Final Assessment Off Cuts

I don’t think this is going to make it’s way into the final assessment script which is a shame. BUT! Nothing is wasted when you have a blog so here we go:

“How do the methods used to generate formal academic knowledge effect it’s representation in digital network media?”

We’re going to look at two apps, Litlong and Curious Edinburgh. Now ostensibly they are representing formal academic knowledge in a very similar manner. They are both apps for mobile phones that add content markers to a GPS map of Edinburgh. However, if you look at them in detail we find that there are vast differences between the apps. I will argue that the cause of these dissimilarities is the different methods the app developers used to generate their formal academic knowledge. From this we can conclude that is important to avoid making instrumentalist conclusions about what methods are used for generating knowledge. In turn, this will reinforce why it is vital to take a critical approach technologies in Education which looks at the wider social practice of a technologies production.

How are they similar?

GENERATE Both are content based apps as they give access to large amounts of data with no assessment or learning task built in. Cherner et al.

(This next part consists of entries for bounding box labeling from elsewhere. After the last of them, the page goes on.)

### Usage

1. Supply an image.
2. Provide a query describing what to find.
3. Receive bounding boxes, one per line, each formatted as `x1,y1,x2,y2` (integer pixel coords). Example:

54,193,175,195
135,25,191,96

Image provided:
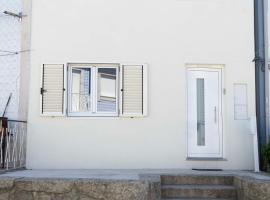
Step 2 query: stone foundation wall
0,178,159,200
234,176,270,200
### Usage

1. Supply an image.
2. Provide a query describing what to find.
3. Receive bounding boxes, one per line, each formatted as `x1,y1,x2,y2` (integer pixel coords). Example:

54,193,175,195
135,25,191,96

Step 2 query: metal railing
0,120,27,170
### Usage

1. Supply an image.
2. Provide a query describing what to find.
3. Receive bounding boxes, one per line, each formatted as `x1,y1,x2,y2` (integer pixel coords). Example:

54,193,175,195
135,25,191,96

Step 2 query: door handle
214,106,217,123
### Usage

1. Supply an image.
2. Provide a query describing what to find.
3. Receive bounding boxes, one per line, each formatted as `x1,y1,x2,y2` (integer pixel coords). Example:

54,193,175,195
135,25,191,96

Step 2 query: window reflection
71,68,91,112
97,68,116,112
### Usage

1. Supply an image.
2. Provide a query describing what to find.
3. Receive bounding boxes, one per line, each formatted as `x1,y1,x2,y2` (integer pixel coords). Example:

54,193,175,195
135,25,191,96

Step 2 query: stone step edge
161,184,236,190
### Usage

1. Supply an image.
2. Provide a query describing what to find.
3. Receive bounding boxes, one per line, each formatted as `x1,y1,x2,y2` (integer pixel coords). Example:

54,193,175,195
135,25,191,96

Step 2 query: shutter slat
42,64,64,115
122,65,143,117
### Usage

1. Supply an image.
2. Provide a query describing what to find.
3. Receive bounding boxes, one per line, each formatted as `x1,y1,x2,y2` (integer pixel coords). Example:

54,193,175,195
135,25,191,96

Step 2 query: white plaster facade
27,0,255,169
0,0,22,119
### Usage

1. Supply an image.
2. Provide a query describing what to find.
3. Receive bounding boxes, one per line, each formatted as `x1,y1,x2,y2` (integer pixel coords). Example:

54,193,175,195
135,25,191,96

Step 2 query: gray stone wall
0,178,158,200
234,176,270,200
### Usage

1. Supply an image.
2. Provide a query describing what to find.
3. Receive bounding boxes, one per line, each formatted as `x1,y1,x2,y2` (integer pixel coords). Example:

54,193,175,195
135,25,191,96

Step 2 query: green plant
263,142,270,172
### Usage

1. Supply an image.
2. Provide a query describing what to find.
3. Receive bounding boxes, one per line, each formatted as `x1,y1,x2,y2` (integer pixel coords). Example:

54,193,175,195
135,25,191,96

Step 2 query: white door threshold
186,157,227,161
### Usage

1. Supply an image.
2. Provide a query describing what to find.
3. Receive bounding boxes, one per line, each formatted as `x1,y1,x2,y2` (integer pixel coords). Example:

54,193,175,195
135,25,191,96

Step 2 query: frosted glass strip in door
197,78,205,146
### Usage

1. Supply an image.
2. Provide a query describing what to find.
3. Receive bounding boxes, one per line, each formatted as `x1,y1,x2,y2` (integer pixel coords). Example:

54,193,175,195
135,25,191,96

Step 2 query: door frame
185,64,226,160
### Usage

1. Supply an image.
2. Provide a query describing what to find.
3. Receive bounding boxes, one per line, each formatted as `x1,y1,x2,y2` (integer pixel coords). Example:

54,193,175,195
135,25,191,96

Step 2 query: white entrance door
187,68,222,158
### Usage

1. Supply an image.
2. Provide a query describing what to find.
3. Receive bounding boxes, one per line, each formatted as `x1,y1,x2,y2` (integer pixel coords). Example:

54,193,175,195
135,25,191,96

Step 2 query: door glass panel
71,68,91,112
97,68,116,112
197,78,205,146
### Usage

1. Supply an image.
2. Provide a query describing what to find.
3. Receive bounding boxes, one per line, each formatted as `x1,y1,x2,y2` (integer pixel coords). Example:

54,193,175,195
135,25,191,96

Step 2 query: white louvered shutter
120,65,147,117
40,64,65,116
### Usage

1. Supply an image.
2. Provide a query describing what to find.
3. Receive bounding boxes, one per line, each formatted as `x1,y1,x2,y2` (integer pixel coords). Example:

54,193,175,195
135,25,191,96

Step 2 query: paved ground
0,169,270,181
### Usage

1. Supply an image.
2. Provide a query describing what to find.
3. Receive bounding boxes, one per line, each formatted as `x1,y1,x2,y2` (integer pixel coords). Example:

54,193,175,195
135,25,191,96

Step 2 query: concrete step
162,198,236,200
161,175,233,185
161,185,236,199
162,198,236,200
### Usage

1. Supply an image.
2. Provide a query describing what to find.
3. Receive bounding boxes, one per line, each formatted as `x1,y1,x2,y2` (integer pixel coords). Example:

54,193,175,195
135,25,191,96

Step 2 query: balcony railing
0,119,27,170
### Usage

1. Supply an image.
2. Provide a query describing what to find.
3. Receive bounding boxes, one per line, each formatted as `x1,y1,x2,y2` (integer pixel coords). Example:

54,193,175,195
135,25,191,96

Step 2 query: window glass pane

GENERATE Both are manipulable – Goodwin and Highfield 2012 no set structure in the order, time or place you access the information. Counters perception of algorithmic/digital culture being committed to procedure.

GENERATE Both required inter-disciplinary approach to their production – interdiscplinary algorthmists relate to interdisciplinary approach of both apps

For a single academic, or even a single department, to produce these apps they would need to be well versed in computer science, data analysis, English Literature, History, Sociology and so on. Far too much for any one person to be an expert in all the requisite fields. This means that the apps had to be produced by an interdisciplinary approach.

The example of these apps provide a possible answer to a question posed by William, namely, should academics learn to code to transmit knowledge? These apps seems to suggest they should just head teams who do the coding for them.


What causes the differences between the apps?

I would argue that the differences between the two apps are caused primarily by the way formal academic knowledge is generated and represented. The developers generated different academic knowledge as they are from different disciplines. This means they would have different ideas about what the content of the apps should be. We can critique this using some of the same methods that Tarleton Gillespie uses to critique algorithms. Specifically, we need to ask how the developers addressed:

  1. Patterns of inclusion
  2. Evaluation of relevance
  3. Entanglement with practice

So LitLong had a very broad pattern of inclusion. As long as the text excerpt found by the algorithm could be mapped onto a location in Edinburgh it was included. Every excerpt that managed this was deemed to be relevant. The workshops with different groups showed the varying ways the app could be entangled with practice.

In contrast, Curious Edinburgh’s pattern of inclusion was far narrower. The locations mapped had to be of verifiable significance to the history of science. The evaluation of relevance was carried out by the academic team drawing upon their knowledge of the field of the history of science. These academics were also in a position of institutional power to ensure it the usage of the app entangled with their student’s practice by making it part of a formal assessment.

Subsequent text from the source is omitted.